The sun rose higher in the sky, but still failed to blot out the light of the star.

‘It’s got bigger overnight,’ said Twoflower. ‘Why isn’t anybody doing something?’

‘Such as what?’

Twoflower thought. ‘Couldn’t somebody tell Great A’Tuin to avoid it?’ he said. ‘Sort of go around it?’

‘That sort of thing has been tried before,’ said Rincewind. Wizards tried to tune in to Great A’Tuin’s mind.’

‘It didn’t work?’

‘Oh, it worked all right,’ said Rincewind. ‘Only . . .’

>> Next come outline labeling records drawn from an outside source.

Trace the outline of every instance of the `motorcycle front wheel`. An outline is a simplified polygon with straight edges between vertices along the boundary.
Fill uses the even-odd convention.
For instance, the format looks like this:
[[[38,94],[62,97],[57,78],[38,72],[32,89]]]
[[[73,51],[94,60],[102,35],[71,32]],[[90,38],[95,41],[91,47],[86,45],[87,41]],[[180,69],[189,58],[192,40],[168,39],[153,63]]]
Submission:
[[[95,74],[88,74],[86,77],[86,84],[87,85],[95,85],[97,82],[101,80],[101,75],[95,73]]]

Only there had been certain unforeseen risks in reading a mind as great as the World Turtle’s, he explained. The wizards had trained up on tortoises and giant sea turtles first, to get the hang of the chelonian frame of mind, but although they knew that Great A’Tuin’s mind would be big they hadn’t realised that it would be slow.

‘There’s a bunch of wizards that have been reading it in shifts for thirty years,’ said Rincewind. ‘All they’ve found out is that Great A’Tuin is looking forward to something.’

‘What?’

‘Who knows?’

They rode in silence for a while through a rough country where huge limestone blocks lined the track. Eventually Twoflower said, ‘We ought to go back, you know.’

‘Look, we’ll reach the Smarl tomorrow,’ said Rincewind. ‘Nothing will happen to them out here, I don’t see why —’

He was talking to himself. Twoflower had wheeled his horse and was trotting back, demonstrating all the horsemanship of a sack of potatoes.

Rincewind looked down. The Luggage regarded him owlishly.

‘What are you looking at?’ said the wizard. ‘He can go back if he wants, why should I bother?’

The Luggage said nothing.

‘Look, he’s not my responsibility,’ said Rincewind. let’s be absolutely clear about that.’

The Luggage said nothing, but louder this time.

‘Go on – follow him. You’re nothing to do with me.’

The Luggage retracted its little legs and settled down on the track.

‘Well, I’m going,’ said Rincewind. ‘I mean it,’ he added.

He turned the horse’s head back towards the new horizon, and glanced down. The Luggage sat there.

‘It’s no good trying to appeal to my better nature. You can stay there all day for all I care. I’m just going to ride off, okay?’